The description is a bit that goes before the details on how to implement the approach. It can introduce important concepts and terms. If reasonable, long form explanations of forensic concepts should be added to the ForensicsWiki, and then a link to that page added in references to avoid duplication.

Field name	Type	Description
`summary`	`string`	A human readable summary for the approach.
`details`	`string`	A description of the approach. Markdown syntax MAY be used for rich text representation.
`references`	`[string]`	Optional. List of URLs of public references to this approach. Markdown syntax MAY be used for rich text representation.
`references_internal`	`[string]`	Optional. List of URLs of private references to this approach. Markdown syntax MAY be used for rich text representation.

Example (source):

description:
  summary: Parse download records from web browsers' own databases.
  details: >
    Most web browsers track file downloads (at least in non-Incognito/private
    sessions) in local artifacts on the system. We can collect and review
    these records. This approach is useful when you have remote access to a
    system (via GRR for example) or a disk image.
  references:
    - "[Chrome](https://forensics.wiki/google_chrome/#downloadsstart_time),
      [Firefox](https://forensics.wiki/mozilla_firefox/#downloads), and
      [Safari](https://forensics.wiki/apple_safari/#downloads) downloads on
      ForensicsWiki"

View

The view aims to be a concise representation of how to perform this investigative approach, with some omissions. The data section describes the data that will need to be collected, but not how to collect it. Similarly, each object in processors may provide configuration or filtering information, but doesn't explain how to run the processor.
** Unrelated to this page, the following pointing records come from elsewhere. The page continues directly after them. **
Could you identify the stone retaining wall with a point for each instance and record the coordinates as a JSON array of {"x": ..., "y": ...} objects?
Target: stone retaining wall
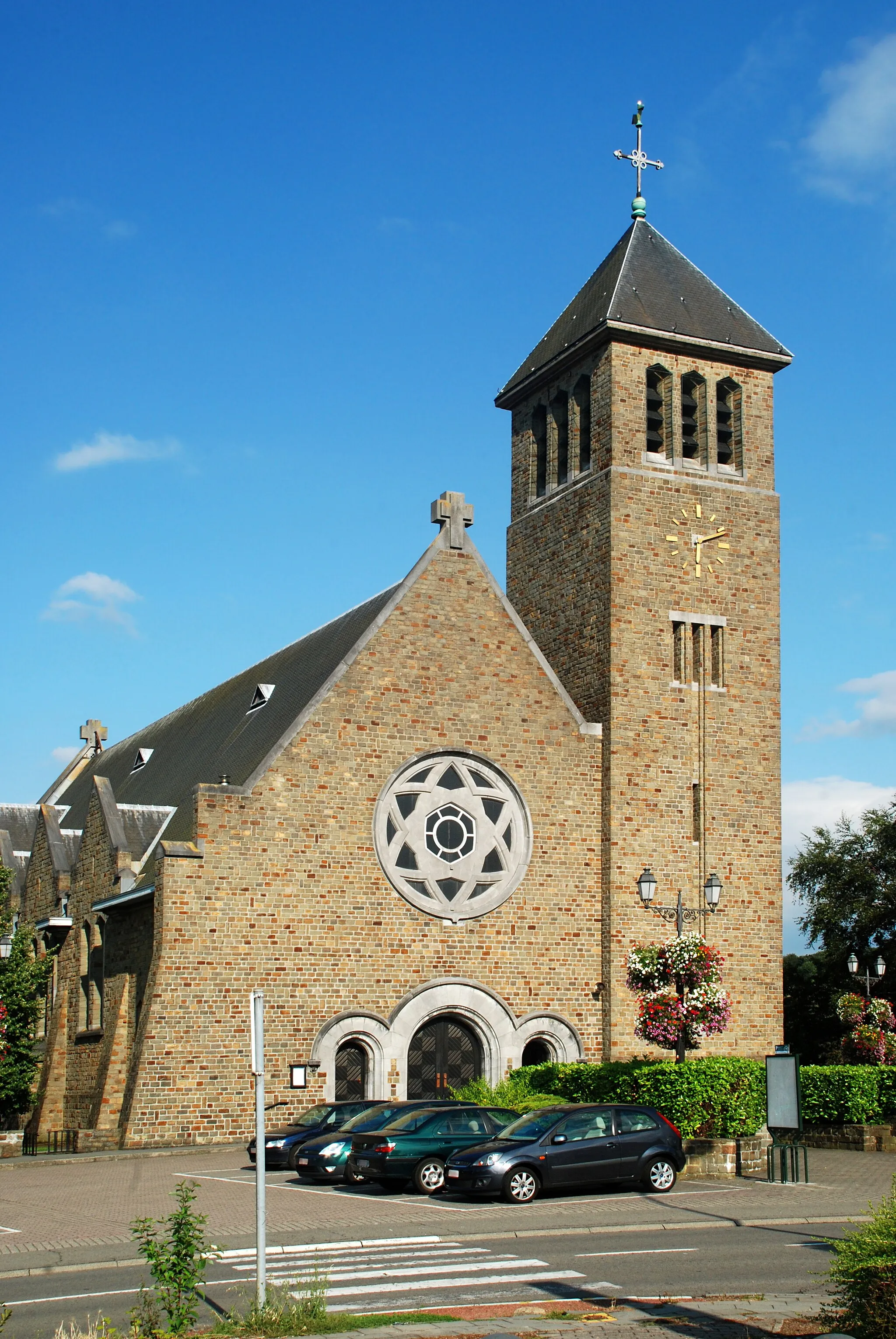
[
  {"x": 726, "y": 1157},
  {"x": 859, "y": 1139}
]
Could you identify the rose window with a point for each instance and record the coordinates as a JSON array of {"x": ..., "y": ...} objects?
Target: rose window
[{"x": 453, "y": 836}]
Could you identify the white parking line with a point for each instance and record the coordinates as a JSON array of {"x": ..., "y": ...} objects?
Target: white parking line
[
  {"x": 421, "y": 1285},
  {"x": 592, "y": 1255}
]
Field name	Type	Description
`data`	`[Object]`	The data required to answer the question via this approach.
`notes`	`Object`	A description of the approach. Markdown syntax MAY be used for rich text representation.
`processors`	`[Object]`	Optional. List of Processor objects.

Data

This section (view.data) can have multiple ways describing the data needed for this approach. They should be thought of as complementary or as alternates to each other (they can be "OR"d together, they do not need to be "AND"d). Each is specified by a pair of type and value. Current types are artifact and description, but more can be added as needs arise.

artifact corresponds to the name of a ForensicArtifact, an existing repository of machine-readable digital forensic artifacts. Specifying a value for artifact is preferred when the data is a host-based file/artifact, but other methods are available as well.
description is a string describing the data that's needed. This can be used alone to describe the data, if an artifact isn't available or appropriate, or in conjunction with an artifact to better describe it.

Field name	Type	Description
`type`	`string`	The type of the data. Example: `artifact` for ForensicArtifact definition.
`value`	`string`	The value of the type. Example: `BrowserHistory` (the name of the ForensicArtifact).

Example (source):

data:
  - type: artifact
    value: BrowserHistory
  - type: description
    value: Collect local browser history artifacts. These are often in the
      form of SQLite databases and JSON files in multiple directories.

Notes

The data specified often comes with certain caveats; these can often be tacit knowledge or assumed that "everyone knows that". This can lead to incorrect assumptions and analysis. Explicitly stating them reduces ambiguity.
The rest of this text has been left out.